Professor Emeritus Joe Slusky is on exhibit at Stanford Art Spaces. His exhibit, Steel Dreams, features eight painted sculptures that derive from the abstract painting pioneered by Wassily Kandinsky and the welded–metal tradition begun by Julio Gonzalez. They have a host of other influences, though, including the car culture of Southern California, where the artist grew up, and “metal, dinky toy cars, military vehicles, and British hand-painted lead soldiers.”

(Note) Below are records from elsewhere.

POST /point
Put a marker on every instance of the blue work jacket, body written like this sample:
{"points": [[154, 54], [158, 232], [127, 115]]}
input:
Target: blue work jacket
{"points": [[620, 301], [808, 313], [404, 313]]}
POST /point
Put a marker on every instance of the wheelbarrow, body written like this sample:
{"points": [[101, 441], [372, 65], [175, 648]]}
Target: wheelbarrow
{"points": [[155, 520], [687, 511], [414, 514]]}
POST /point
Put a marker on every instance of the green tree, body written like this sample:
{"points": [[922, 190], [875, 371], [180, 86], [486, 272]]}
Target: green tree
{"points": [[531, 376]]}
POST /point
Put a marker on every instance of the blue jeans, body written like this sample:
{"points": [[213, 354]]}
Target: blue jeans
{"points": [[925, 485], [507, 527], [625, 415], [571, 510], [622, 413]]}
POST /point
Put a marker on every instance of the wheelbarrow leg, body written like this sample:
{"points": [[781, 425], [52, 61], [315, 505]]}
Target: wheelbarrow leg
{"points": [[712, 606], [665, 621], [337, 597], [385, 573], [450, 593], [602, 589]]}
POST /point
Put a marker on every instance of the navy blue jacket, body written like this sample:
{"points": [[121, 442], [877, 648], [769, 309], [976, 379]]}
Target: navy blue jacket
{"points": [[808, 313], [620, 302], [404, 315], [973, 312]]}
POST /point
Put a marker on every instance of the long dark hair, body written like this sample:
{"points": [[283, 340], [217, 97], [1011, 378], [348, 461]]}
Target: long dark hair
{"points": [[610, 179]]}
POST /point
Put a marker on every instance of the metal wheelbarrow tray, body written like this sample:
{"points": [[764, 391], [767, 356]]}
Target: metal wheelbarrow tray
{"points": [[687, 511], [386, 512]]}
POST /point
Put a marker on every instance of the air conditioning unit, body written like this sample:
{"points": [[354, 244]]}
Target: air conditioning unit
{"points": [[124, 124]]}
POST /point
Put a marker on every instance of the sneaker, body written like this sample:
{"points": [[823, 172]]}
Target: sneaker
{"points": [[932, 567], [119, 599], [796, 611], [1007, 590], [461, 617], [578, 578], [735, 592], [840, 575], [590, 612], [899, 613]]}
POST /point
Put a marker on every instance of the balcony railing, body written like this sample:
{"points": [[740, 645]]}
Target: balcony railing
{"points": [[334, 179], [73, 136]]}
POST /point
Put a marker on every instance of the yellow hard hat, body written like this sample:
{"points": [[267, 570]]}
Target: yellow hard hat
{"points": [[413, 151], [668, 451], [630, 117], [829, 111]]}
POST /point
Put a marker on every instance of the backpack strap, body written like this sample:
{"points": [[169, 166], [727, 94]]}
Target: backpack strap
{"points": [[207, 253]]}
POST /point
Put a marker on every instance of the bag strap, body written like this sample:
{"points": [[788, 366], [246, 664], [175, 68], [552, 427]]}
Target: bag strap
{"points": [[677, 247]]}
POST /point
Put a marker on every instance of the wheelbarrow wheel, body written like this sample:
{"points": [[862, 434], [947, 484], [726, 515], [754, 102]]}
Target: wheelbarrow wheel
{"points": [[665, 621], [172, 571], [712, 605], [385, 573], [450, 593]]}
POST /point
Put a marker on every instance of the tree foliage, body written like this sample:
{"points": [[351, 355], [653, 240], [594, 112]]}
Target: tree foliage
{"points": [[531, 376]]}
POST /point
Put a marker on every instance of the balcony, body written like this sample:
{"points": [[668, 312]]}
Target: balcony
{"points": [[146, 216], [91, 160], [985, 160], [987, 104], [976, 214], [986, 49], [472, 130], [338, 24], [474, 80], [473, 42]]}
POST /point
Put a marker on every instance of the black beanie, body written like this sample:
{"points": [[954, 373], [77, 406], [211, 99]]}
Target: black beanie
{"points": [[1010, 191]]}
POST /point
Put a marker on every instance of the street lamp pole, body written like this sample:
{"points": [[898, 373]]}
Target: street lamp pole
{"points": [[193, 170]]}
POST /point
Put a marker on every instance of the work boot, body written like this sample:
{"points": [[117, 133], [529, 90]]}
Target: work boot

Slusky scavenges scrap metal and combines the pieces without sketches or preconceptions, open to improvisation and inspiration: “The sculptures are an exploration of the subconscious, the infinite interior. My work is a depiction, delineation or mapping of this interior universe. Within us, structures exist, waiting to be excavated and revealed. The sculptures are like fossils—the imagination fossilized… The titles of the pieces, many of which come from geographical place names, reflect the belief that each work is symbolic of a new place traveled to and discovered.” The spatial dynamism of the complex forms, which seem animated and sentient, is accentuated by the exuberantly complex color patterns that cover every surface. One critic called his work “both monumental and impish”; another said, “The precision of his technique is matched by the hilarity of his compositions.”
There will be a reception for the artists in the ground-floor atrium of the David W. Packard Electrical Engineering Building.
Parking at all university lots and structures is free after 4:00.